Lançada em 2015, a empresa baseada em IA pretende utilizar a tecnologia para combater a escassez de fornecedores e democratizar o acesso aos cuidados de saúde, especialmente para comunidades vulneráveis. Akido Labs, homenageado pelo Fierce 15 em 2026, arrecadou mais de US$ 100 milhões em janeiro e é apoiado por Oak HC/FT, Y Combinator e outros.
Em 2022, foi lançada a Akido Care, uma rede que reúne cerca de 100 clínicas que oferecem atendimento primário e especializado. Akido Care inclui mais de 240 provedores em 26 especialidades – alcançando mais de 500 mil pacientes, de acordo com site.
Aikidô Alcance de IA a ferramenta é utilizada em cardiologia, endocrinologia, atenção primária, pneumologia, reumatologia e medicina de rua. Rothstein disse que a plataforma é “incorporada diretamente na prestação de cuidados”.
“Essa integração é o ponto principal”, disse Rothstein.
Rothstein disse que a solução possui um Net Promoter Score (NPS) de 96, 100% de crescimento de pacientes ano após ano entre mais de 500.000 pacientes em três estados e “fornece 5x mais tempo presencial com os pacientes”.
“A integração vertical torna isso possível”, disse ele. “Na saúde, isso significa que a alavancagem da tecnologia pode permear todas as camadas da prestação de cuidados – algo que nenhuma organização com um escopo mais limitado poderia replicar”.
À medida que Rothstein se adapta ao papel, ele disse que quer “compreender o sistema antes de mudá-lo”.

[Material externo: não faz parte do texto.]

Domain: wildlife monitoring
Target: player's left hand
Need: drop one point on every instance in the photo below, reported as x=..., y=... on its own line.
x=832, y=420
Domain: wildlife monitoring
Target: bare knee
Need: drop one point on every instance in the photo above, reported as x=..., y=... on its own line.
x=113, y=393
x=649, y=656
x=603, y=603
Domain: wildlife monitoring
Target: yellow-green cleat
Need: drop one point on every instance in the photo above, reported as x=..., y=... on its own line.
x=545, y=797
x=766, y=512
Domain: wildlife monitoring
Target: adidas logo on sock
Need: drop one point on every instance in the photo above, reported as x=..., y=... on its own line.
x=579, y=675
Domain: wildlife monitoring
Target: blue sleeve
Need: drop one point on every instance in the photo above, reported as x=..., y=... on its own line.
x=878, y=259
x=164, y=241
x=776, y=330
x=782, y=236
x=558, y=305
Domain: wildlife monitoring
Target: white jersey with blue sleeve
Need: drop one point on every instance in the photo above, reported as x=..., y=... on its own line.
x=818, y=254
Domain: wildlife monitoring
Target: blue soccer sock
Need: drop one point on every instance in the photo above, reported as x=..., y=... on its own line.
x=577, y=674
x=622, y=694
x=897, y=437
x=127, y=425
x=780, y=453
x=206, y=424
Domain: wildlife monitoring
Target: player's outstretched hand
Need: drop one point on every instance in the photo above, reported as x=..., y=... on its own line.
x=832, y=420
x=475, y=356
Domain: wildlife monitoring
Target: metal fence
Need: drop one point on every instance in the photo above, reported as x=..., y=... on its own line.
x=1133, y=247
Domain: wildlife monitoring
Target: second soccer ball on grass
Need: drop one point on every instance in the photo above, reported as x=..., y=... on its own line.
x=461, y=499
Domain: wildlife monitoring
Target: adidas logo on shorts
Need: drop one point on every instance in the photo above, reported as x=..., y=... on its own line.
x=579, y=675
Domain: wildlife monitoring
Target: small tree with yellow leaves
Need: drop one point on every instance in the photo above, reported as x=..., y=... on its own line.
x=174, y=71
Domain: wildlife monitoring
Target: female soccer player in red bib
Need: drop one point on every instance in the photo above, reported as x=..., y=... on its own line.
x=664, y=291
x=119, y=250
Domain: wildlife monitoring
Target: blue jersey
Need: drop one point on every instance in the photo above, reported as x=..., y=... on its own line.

“Akido tem uma infraestrutura clínica e técnica de uma década”, disse Rothstein. “Mais de dez milhões de estudos de caso de pacientes, uma infraestrutura de dados de última geração e uma pilha de tecnologia de medicina personalizada. É uma base rica para construir.”
Outras prioridades para Rothstein são a expansão da organização de engenharia em todo o país, estreitando o “ciclo de feedback” entre os resultados clínicos e a inovação técnica, e aumentando a velocidade do crescimento.
Rothstein disse que conhece os cofundadores Prashant Samant e Jared Goodner desde 2015.
“Eu os observei na última década construindo uma organização com um foco incansável em atender a uma necessidade real”, disse ele. “A manifestação desse foco no programa de medicina de rua foi o que me atraiu”.
Em janeiro, Akido lançou um programa de medicina de rua na Bay Area usando ScopeAI para ajudar pacientes sem-teto a permanecerem saudáveis.
“Cinquenta e três por cento dos pacientes do programa de medicina de rua de Los Angeles consultam um profissional de saúde no primeiro dia de atendimento”, disse ele. “Sessenta e três por cento ainda estão sob cuidados aos seis meses. Para uma população cujos cuidados de saúde falham consistentemente, este não é um resultado piloto – é a prova de que o modelo funciona”.
Rothstein disse que os resultados da medicina de rua são “prova de princípio” de que os cuidados orientados pela IA podem “melhorar o acesso, o envolvimento e os resultados clínicos simultaneamente e torná-los sustentáveis”.
“A questão não é se a inteligência artificial estará na área da saúde”, disse ele. “A questão é se as primeiras implementações reais serão significativas ou apenas janelas. O Aikido está na coluna dos significativos.”